David Green

David Green (Books) is the imprint under which I published booklets of my own poems. The original allocation of ISBN numbers is used up now, though. The 'Collected Poems' are now available as a pdf. The website is now what it has become, often more about music than books and not so often about poems. It will be about whatever suggests itself.

Sunday, 19 June 2011

Tamar Yoseloff - The City with Horns



Tamar Yoseloff, The City with Horns (Salt)

The City with Horns is the title of the middle of three sections to Tamar Yoseloff's new book which is an involving account of the life of Jackson Pollock. We also see Rothko, Kerouac and Ginsberg among the maniac, generically-styled beats all having their wild times as well as Frank O'Hara, the nice, sensible one.Pollock is macho, atavistic and potentially dangerous. Yoseloff's achievement is to express him in such detached and yet vivid poems. In the aftermath of his turbulent life, his paintings are,

the way the galaxy might look to a man stranded
in space, before science and logic takes hold.

Either side of this central section are poems called City Winter and Indian Summer. The first contains the more successful poems, for me Invisible Nearby Sea taking the unpromising theme of sitting next to a fat bloke on a bus and making something quite special from it.
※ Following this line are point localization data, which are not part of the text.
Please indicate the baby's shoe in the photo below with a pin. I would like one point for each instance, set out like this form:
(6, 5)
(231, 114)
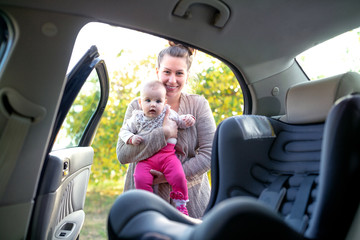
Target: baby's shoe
(180, 201)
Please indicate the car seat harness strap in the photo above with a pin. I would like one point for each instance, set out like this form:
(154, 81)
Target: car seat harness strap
(274, 194)
(297, 217)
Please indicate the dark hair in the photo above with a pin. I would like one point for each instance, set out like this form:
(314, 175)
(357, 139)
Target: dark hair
(177, 50)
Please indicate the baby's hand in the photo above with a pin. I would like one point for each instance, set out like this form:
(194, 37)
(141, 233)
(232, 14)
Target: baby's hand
(136, 140)
(189, 120)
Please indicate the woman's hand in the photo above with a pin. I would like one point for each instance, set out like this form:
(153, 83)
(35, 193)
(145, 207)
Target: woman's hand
(169, 126)
(158, 177)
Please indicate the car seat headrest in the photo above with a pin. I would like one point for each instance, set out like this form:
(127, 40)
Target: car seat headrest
(311, 101)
Their proximity leads the two passengers to some imagined recognition of each other's background,

And he will sense that I carry
the stagnant air of shuttered rooms, stalled lifts,
the slow creep of complacency. But still
it rises from tarmac to find us, clings

to our skin: that saline longing
for somewhere else.

Blackwork is about embroidery that mourns a lost lover to charming sixteenth century effect and City Winter itself is a fine meditation with a satisfying sense of loss.
Perhaps in other places the observation is a little prosaic, the Mannequins on 7th Street or the seemingly mundane thoughts on Stamps that might or might not be recovered by a nice ending. The third section involves a fair amount of poetic fading, losing and escaping, the highlight being Jetty, which turns out to be considerably better than Peter Doig's painting once you've googled it but both capture the increasing dark, the reducing view, the turning in on oneself that both nighttime and ageing inevitably bring.
It's a considerable book, evocative and confidently made. It is urban poetry with various hints of glamour and degradation, in each sense of the word.